Human and viral Golgi anti-apoptotic protein (GAAP); a structural and functional study of its mechanism of action

The life or death of a cell is very strictly regulated and is an essential component in the life of multicellular organisms, including humans. Programmed cell death, called apoptosis, is critical in many processes. For instance, during development, many cells must die to create properly formed organ structures. Cell death also occurs throughout an organism?s life and is crucial to eliminate cells that are functioning incorrectly, including cancer cells or cells infected by a virus. We discovered a new human protein, termed h-GAAP, which controls cell death and that has been conserved during evolution all the way from plants to humans and poxviruses. We studied h-GAAP because vaccinia virus, the vaccine used to eradicate smallpox, makes a very similar protein called v-GAAP.
We intend to determine the structure of h-GAAP and v-GAAP, and identify the parts of GAAPs that are needed to i) direct it to its particular location within the cell called the Golgi complex, ii) mediate its interaction with a cell protein called IP3R that regulates calcium and iii) protect cells from apoptosis. The location of h-GAAP in the Golgi complex is particularly interesting because the Golgi is not often associated with the control of cell death. It is important to increase our understanding of this important protein, because h-GAAP is likely to have a role in development, cancer and infectious diseases. We will also study the role of v-GAAP during vaccinia virus infection and compare the role of v-GAAP and other vaccinia virus proteins that inhibit apoptosis.

A new inhibitor of apoptosis was discovered in camelpox virus and some strains of vaccinia virus (VACV) that has a very closely related protein (73% aa identity) in humans.

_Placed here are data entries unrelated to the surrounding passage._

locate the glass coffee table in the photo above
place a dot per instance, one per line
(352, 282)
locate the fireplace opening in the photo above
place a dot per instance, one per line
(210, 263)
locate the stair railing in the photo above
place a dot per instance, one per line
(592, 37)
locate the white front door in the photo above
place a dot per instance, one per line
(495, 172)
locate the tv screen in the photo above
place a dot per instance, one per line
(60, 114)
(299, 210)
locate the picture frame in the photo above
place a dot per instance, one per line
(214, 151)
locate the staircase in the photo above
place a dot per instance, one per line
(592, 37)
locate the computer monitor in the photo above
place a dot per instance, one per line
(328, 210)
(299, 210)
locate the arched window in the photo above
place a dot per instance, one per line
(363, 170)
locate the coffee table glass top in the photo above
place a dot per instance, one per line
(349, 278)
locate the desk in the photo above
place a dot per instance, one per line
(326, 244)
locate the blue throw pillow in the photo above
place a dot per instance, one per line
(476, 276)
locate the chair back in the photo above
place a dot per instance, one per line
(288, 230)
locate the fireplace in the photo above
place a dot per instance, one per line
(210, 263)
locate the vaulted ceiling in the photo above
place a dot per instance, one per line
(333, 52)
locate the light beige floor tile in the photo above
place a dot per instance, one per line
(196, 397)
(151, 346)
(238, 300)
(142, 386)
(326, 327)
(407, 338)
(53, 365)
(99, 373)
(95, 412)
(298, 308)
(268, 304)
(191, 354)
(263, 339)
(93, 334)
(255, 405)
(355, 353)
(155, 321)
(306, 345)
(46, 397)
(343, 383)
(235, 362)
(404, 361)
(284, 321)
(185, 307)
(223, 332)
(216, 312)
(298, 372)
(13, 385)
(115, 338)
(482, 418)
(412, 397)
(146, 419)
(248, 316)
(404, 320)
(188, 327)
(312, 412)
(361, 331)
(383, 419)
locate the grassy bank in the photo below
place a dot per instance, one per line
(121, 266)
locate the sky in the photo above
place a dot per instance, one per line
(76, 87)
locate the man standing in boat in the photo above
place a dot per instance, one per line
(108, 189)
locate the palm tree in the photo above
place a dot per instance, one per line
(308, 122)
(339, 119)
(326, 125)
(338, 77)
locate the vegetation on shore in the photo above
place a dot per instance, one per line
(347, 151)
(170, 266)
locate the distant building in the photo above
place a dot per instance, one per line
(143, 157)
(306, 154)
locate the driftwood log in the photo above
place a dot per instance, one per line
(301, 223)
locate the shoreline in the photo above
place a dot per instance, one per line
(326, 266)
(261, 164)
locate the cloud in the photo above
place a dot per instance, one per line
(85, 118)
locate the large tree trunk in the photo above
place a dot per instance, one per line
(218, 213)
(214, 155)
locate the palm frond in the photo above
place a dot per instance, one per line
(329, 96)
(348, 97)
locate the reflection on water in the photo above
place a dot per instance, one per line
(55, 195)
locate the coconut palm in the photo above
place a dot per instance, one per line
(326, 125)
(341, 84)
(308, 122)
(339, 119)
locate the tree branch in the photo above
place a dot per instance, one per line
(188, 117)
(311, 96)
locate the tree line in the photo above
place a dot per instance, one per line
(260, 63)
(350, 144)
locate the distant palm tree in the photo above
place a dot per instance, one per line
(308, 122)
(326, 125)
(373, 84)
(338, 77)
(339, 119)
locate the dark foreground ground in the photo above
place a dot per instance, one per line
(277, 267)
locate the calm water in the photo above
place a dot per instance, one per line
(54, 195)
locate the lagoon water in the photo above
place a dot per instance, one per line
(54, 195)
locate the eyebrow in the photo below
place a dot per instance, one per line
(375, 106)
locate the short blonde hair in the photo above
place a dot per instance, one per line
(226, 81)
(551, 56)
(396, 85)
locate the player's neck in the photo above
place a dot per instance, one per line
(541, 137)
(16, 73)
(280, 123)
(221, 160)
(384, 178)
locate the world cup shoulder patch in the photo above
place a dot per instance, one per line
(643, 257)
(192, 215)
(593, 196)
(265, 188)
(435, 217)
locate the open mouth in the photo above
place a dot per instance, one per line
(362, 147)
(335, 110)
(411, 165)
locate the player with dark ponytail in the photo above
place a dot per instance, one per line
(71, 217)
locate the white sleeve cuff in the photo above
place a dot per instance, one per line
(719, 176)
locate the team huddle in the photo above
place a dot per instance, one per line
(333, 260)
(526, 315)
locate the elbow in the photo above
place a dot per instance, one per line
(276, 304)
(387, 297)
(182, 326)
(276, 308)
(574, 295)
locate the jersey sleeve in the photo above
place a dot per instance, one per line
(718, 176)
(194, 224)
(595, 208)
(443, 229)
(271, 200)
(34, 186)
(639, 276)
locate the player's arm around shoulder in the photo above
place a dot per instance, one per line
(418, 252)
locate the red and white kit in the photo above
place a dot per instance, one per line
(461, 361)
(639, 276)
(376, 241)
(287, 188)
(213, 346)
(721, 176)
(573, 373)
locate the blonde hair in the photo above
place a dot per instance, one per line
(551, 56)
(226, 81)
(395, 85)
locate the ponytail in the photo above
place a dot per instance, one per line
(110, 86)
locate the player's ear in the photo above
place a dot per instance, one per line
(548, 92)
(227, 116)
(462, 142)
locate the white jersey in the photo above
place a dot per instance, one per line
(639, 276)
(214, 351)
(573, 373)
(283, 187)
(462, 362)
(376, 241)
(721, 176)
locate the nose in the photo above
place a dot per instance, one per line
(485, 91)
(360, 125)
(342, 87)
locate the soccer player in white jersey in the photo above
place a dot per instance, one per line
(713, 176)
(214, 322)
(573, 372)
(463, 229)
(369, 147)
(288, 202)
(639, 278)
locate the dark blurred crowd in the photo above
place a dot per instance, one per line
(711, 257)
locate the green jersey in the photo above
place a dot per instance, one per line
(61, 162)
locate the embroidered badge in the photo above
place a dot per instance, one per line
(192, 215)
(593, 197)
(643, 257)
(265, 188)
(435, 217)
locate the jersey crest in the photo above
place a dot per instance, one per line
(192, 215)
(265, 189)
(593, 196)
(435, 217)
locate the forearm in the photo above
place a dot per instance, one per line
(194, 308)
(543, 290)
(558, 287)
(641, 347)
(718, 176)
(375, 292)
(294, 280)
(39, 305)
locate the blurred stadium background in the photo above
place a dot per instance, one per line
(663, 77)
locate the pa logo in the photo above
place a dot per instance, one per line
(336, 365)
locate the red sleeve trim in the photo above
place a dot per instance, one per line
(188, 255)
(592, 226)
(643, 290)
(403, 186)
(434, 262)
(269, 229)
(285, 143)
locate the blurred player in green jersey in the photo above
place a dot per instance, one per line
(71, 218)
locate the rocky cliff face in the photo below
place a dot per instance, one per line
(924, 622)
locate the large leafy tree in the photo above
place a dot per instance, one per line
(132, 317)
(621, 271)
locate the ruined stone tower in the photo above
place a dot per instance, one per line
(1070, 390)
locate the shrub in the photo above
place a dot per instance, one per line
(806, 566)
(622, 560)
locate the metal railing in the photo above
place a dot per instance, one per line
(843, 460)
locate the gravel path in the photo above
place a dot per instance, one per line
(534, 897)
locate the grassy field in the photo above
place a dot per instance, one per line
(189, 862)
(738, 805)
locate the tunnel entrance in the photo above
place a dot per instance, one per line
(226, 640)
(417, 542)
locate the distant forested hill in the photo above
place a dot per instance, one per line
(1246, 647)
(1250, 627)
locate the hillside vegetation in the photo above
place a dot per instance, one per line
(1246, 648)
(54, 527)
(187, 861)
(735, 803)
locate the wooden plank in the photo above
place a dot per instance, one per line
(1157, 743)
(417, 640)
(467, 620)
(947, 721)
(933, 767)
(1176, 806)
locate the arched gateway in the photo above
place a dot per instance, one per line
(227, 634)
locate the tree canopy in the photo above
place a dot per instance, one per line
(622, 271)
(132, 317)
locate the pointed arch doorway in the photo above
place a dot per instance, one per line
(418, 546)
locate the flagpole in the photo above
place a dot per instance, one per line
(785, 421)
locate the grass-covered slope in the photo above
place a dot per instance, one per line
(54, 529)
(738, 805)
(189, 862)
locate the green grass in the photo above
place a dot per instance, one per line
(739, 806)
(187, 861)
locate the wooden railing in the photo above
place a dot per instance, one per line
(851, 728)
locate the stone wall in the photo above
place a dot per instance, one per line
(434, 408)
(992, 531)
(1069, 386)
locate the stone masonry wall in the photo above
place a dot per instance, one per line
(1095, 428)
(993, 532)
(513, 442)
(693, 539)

The human and viral proteins have 7 transmembrane domains, are resident in the Golgi and inhibit apoptosis in response to a wide range of pro-apoptotic stimuli. They have been called v-GAAP and h-GAAP for viral and human Golgi anti-apoptotic protein. Closely related proteins are present across eukaryotes implying an ancient and conserved function. Functional analyses have shown that the human protein is expressed in all human tissues and is essential for cell viability. When h-GAAP is knocked down by siRNA cells die by apoptosis, and conversely, over-expression renders cells resistant to apoptosis. h-GAAP is also dys-regulated in many human cancers. v-GAAP is non-essential for virus replication, but affects the outcome of infection in vivo. Unpublished data indicate that h-GAAP and v-GAAP bind to the inositol 1,4,5-triphosphate receptor (IP3R) and modulate the release of intracellular calcium. This project concerns i) the structure and mechanism of action of h-GAAP and v-GAAP, and ii) the contribution of v-GAAP to inhibition of apoptosis by VACV that expresses other anti-apoptotic proteins.
The study of h- and v-GAAP provides an opportunity to study the role of the Golgi in sensing pro-apoptotic stimuli and how modulation of the IP3R leads to alterations in intracellular calcium and resistance to apoptosis. Golgi proteins that regulate apoptosis are rare and so we intend to map the functional domains of h- and v-GAAP to determine if a) Golgi localisation and b) interaction with IP3R are required for their anti-apoptotic ability. The lack of v-GAAP in uninfected cells makes it ideal for analysis. We will continue to study h-GAAP because viral proteins often have subtle differences from their cellular counterparts and h-GAAP is clearly a key regulator of mammalian cell death. In addition, we will determine the structure of h-GAAP and v-GAAP and investigate if h-GAAP or v-GAAP can form a membrane pore. In parallel, we will obtain a transgenic mouse lacking mouse GAAP to study the role of m-GAAP in development and if GAAP-/- mice are viable they may also be valuable for studying the contribution of GAAP to development of cancer. An increased understanding of how IP3R function and calcium mobilisation are controlled and how this influences apoptosis is very important to many cellular processes.